Post
Topic
Board Bitcoin Discussion
Re: Bitcoinica MtGox account compromised
by
repentance
on 17/07/2012, 20:31:10 UTC
The initial confusion was over who is responsible as the GP - the part time owner devoting maybe 5 hours a week? The new owners who had no experience operating the site? The middleman who acts on behalf of the owner and has no technical knowledge? That's why payments were initially complicated and delayed.

So it seems that internal wrangling over who would be responsible as a GP directly caused the delay in customer reimbursements (and by extension the more recent theft of 350.000 USD from customer deposits)?

For those who doubt we were not the GP, you can run 'git log' in the sourcecode. We had no responsibility to take on payments, but we did (and finalised the formation of Bitcoinica Consultancy to do so).  

So you guys finalized the formation of Bitcoinica Consultancy, but not as the GP? Then as what? A charitable organization?

It would appear that a lot of misinformation has circulated since the date of my last post. Considering the many inconsistencies, I will assume astute readers here have already discounted the versions of facts presented by the Consultancy.

The Consultancy members accepted that responsibility on April 24 as operators and General Partners of Bitcoinica LP. There is ample written documentation to confirm this.  

The statements of Genjix and Tihan seem to conflict here. So we still don't know who the GP is and customers continue to suffer due to corporate infighting. Or maybe it is just me that is clueless?

I think that the position of the Intersango guys was that weren't technically general partners at the time of the Rackspace intrusion because the paperwork for establishing Bitcoinica Consultancy hadn't been completed and that therefore they had neither any liability for the intrusion nor any authority to initiate the claims process.  Tihan's position was that they did have both liability and authority and that not completing the paperwork would be regarded as an attempt to avoid that liability.

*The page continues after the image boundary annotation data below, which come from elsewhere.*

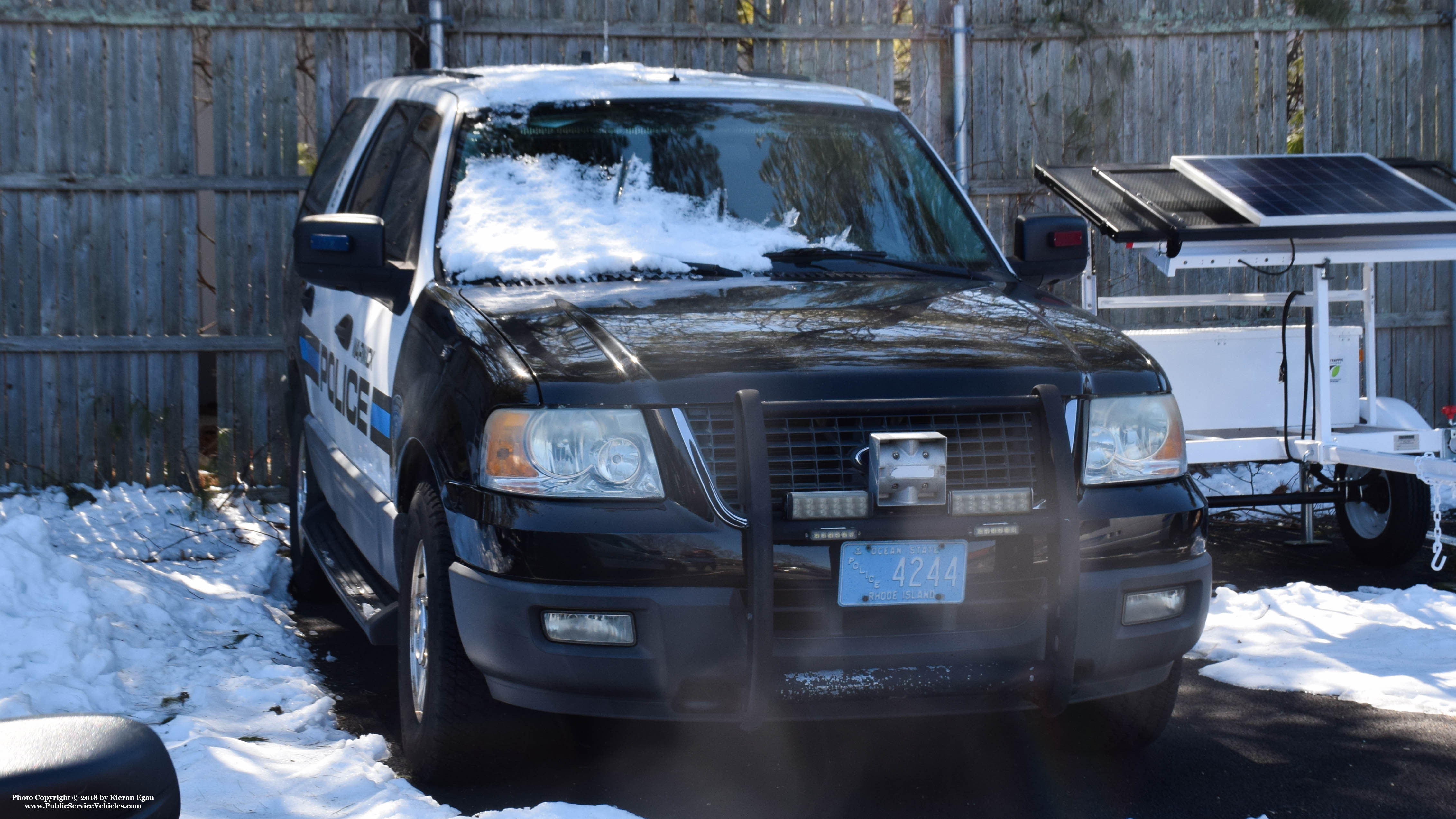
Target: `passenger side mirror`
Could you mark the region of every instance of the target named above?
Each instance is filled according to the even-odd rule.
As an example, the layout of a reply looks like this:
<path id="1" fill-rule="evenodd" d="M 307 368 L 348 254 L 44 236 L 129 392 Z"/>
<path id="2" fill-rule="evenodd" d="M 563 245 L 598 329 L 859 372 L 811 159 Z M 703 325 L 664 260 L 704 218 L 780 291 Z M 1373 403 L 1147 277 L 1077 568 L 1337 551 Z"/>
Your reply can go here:
<path id="1" fill-rule="evenodd" d="M 412 268 L 384 259 L 384 220 L 370 214 L 303 217 L 293 228 L 293 266 L 309 284 L 389 301 L 409 301 Z"/>
<path id="2" fill-rule="evenodd" d="M 112 809 L 176 819 L 176 768 L 150 727 L 125 717 L 60 714 L 0 720 L 0 794 L 16 807 Z M 54 804 L 48 804 L 54 803 Z"/>
<path id="3" fill-rule="evenodd" d="M 1008 260 L 1031 287 L 1077 276 L 1088 265 L 1088 223 L 1069 214 L 1019 215 Z"/>

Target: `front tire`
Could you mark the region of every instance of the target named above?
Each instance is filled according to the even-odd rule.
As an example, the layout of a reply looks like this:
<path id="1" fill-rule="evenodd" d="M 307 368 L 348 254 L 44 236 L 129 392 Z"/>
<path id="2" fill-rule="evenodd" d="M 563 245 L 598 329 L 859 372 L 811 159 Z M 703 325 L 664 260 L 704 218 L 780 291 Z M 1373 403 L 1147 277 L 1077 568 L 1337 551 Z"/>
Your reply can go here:
<path id="1" fill-rule="evenodd" d="M 1178 682 L 1182 679 L 1182 658 L 1174 660 L 1168 678 L 1130 694 L 1076 703 L 1053 720 L 1075 748 L 1093 754 L 1130 754 L 1153 743 L 1168 727 Z"/>
<path id="2" fill-rule="evenodd" d="M 1370 474 L 1364 467 L 1335 467 L 1335 477 L 1357 480 Z M 1366 566 L 1399 566 L 1425 546 L 1431 518 L 1431 489 L 1412 474 L 1377 470 L 1364 486 L 1341 490 L 1335 503 L 1340 534 L 1356 560 Z"/>
<path id="3" fill-rule="evenodd" d="M 440 781 L 523 761 L 561 739 L 555 714 L 491 697 L 454 620 L 454 548 L 440 495 L 415 489 L 405 519 L 399 578 L 399 727 L 414 778 Z"/>

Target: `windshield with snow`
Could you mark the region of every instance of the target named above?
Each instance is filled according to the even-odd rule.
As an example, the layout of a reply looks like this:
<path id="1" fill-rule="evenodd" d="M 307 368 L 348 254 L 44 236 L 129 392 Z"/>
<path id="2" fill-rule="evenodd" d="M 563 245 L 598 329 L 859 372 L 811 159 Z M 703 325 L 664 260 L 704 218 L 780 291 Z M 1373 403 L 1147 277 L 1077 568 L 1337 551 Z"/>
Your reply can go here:
<path id="1" fill-rule="evenodd" d="M 457 151 L 440 253 L 459 281 L 757 273 L 785 250 L 877 269 L 879 255 L 973 272 L 994 257 L 890 112 L 537 105 L 466 118 Z"/>

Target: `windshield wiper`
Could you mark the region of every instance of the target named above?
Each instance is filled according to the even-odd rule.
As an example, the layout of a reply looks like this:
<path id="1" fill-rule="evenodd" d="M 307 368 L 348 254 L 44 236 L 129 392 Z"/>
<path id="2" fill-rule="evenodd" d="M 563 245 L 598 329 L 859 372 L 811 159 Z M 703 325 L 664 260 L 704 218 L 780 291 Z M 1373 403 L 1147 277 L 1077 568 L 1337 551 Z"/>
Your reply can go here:
<path id="1" fill-rule="evenodd" d="M 711 262 L 683 262 L 693 269 L 695 273 L 703 273 L 705 276 L 724 276 L 724 278 L 745 278 L 748 273 L 743 271 L 735 271 L 732 268 L 725 268 L 722 265 L 713 265 Z"/>
<path id="2" fill-rule="evenodd" d="M 834 250 L 830 247 L 794 247 L 791 250 L 776 250 L 773 253 L 764 253 L 769 259 L 775 262 L 818 262 L 818 260 L 846 260 L 846 262 L 871 262 L 875 265 L 885 265 L 890 268 L 900 268 L 901 271 L 914 271 L 919 273 L 933 273 L 938 276 L 970 276 L 981 281 L 1000 281 L 990 271 L 973 271 L 970 268 L 961 268 L 957 265 L 930 265 L 926 262 L 910 262 L 907 259 L 895 259 L 885 253 L 884 250 Z"/>

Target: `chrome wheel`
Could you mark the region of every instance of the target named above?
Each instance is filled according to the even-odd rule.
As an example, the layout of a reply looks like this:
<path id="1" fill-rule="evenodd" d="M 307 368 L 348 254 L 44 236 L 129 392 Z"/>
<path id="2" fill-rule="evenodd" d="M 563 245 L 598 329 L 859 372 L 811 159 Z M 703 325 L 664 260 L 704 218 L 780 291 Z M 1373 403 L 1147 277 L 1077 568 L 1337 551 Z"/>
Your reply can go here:
<path id="1" fill-rule="evenodd" d="M 425 672 L 430 668 L 430 586 L 425 567 L 425 541 L 415 547 L 415 569 L 409 579 L 409 692 L 415 719 L 425 719 Z"/>
<path id="2" fill-rule="evenodd" d="M 1345 479 L 1364 477 L 1370 470 L 1348 467 Z M 1382 471 L 1372 483 L 1345 490 L 1345 519 L 1350 528 L 1366 540 L 1374 540 L 1390 525 L 1390 479 Z"/>

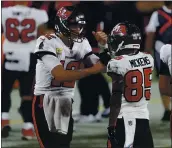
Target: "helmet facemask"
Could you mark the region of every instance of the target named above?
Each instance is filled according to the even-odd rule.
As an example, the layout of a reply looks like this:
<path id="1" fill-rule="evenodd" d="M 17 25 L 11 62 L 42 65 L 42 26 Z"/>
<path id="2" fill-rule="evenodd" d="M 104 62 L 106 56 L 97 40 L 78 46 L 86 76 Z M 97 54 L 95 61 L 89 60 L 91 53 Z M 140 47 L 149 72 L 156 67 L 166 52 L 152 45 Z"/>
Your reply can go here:
<path id="1" fill-rule="evenodd" d="M 66 14 L 66 15 L 65 15 Z M 76 12 L 75 7 L 62 7 L 56 16 L 55 33 L 62 35 L 70 42 L 82 42 L 85 33 L 85 17 Z"/>
<path id="2" fill-rule="evenodd" d="M 113 56 L 128 53 L 131 50 L 137 51 L 140 49 L 140 44 L 140 30 L 134 24 L 120 23 L 108 36 L 108 47 Z"/>

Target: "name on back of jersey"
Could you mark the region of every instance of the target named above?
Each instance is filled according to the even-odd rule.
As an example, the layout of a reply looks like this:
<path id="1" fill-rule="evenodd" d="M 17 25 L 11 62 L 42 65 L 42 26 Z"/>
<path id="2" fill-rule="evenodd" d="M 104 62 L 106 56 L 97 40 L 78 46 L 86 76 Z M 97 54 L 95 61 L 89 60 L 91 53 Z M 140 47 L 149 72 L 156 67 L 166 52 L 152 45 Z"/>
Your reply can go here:
<path id="1" fill-rule="evenodd" d="M 129 60 L 129 62 L 132 68 L 146 66 L 146 65 L 151 64 L 148 57 L 132 59 L 132 60 Z"/>

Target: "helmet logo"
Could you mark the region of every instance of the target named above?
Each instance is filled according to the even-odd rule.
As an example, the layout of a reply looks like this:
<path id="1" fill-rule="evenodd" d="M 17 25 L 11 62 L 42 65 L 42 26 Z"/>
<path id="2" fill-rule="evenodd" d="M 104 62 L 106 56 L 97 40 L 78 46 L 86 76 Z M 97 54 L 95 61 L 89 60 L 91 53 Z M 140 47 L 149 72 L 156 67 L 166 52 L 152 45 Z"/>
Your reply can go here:
<path id="1" fill-rule="evenodd" d="M 66 10 L 64 7 L 60 8 L 57 12 L 57 15 L 62 19 L 67 19 L 72 14 L 71 11 Z"/>
<path id="2" fill-rule="evenodd" d="M 121 34 L 121 35 L 126 35 L 127 31 L 126 31 L 126 26 L 124 25 L 116 25 L 112 32 L 111 35 L 117 35 L 117 34 Z"/>

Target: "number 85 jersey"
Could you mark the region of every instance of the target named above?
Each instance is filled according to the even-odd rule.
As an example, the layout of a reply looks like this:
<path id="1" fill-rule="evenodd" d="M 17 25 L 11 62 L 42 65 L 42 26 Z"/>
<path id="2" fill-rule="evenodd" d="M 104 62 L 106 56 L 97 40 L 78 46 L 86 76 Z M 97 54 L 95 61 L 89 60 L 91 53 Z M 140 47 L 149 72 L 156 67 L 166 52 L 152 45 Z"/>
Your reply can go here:
<path id="1" fill-rule="evenodd" d="M 124 89 L 118 118 L 132 113 L 135 118 L 149 119 L 147 108 L 151 96 L 154 59 L 150 54 L 139 52 L 122 55 L 109 61 L 107 72 L 122 75 Z"/>

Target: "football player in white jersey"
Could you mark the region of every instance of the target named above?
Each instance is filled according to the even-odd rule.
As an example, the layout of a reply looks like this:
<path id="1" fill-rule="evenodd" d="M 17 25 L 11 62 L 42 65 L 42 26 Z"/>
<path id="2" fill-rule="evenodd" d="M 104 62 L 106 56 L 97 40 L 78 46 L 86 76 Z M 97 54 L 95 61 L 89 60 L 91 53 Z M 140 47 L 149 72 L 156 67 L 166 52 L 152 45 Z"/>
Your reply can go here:
<path id="1" fill-rule="evenodd" d="M 33 80 L 36 58 L 33 54 L 37 37 L 48 21 L 44 10 L 27 7 L 28 2 L 16 1 L 15 6 L 2 8 L 2 27 L 5 36 L 3 53 L 5 61 L 2 70 L 2 137 L 8 137 L 10 127 L 9 111 L 11 91 L 16 79 L 20 82 L 22 98 L 19 112 L 23 118 L 22 139 L 34 137 L 32 124 Z"/>
<path id="2" fill-rule="evenodd" d="M 92 48 L 84 37 L 85 25 L 85 17 L 77 7 L 62 7 L 56 15 L 55 33 L 37 39 L 35 54 L 38 63 L 32 110 L 36 136 L 41 148 L 70 147 L 73 134 L 70 106 L 74 96 L 75 80 L 99 73 L 110 60 L 106 52 L 100 54 L 100 60 L 92 53 Z M 79 70 L 81 61 L 90 68 Z M 49 103 L 46 104 L 47 96 L 50 102 L 56 99 L 60 102 L 64 101 L 61 110 L 55 102 L 48 101 Z M 47 108 L 50 110 L 47 111 Z M 53 108 L 58 111 L 53 111 Z M 50 116 L 56 117 L 56 113 L 64 109 L 69 116 L 69 122 L 63 122 L 65 125 L 69 123 L 66 126 L 67 131 L 55 126 L 59 118 L 49 121 Z M 52 132 L 52 125 L 55 132 Z"/>
<path id="3" fill-rule="evenodd" d="M 117 24 L 107 43 L 114 56 L 107 65 L 112 78 L 107 147 L 153 148 L 147 105 L 154 60 L 139 51 L 141 33 L 134 24 Z"/>
<path id="4" fill-rule="evenodd" d="M 172 97 L 172 45 L 166 44 L 160 50 L 160 76 L 159 76 L 159 90 L 163 95 Z M 172 113 L 170 119 L 171 137 L 172 137 Z"/>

While you're always liable if you're on the corporate documents, whether or not you're actively participating in the business, not being on the corporate documents doesn't necessarily protect you from liability if you've been essentially acting as a director.  The announcement had already been made that Bitcoinica Consultancy would be acting as general partner and operating the business from 24 April and as far as we know they were actually doing that when the Rackspace intrusion occurred - which may mean they would be found to have been acting as directors of the  general partner whether or not the paperwork had been signed.

The Intersango guys are essentially saying "we did everyone a favour by signing the paperwork to create Bitcoinica Consultancy so we could handle the claims process - and we weren't legally obliged to do that".  In fact, much discussion has gone on about what people weren't legally obliged to do - Tihan covering the Rackspace losses, Zhou helping rebuild records after the Rackspace intrusion, the Intersango handling the claims process.  There's been much less discussion of how each of the parties intends to proceed now and that probably won't be known until they've received legal advice on where they each stand in terms of liability, not just to users but also to each other.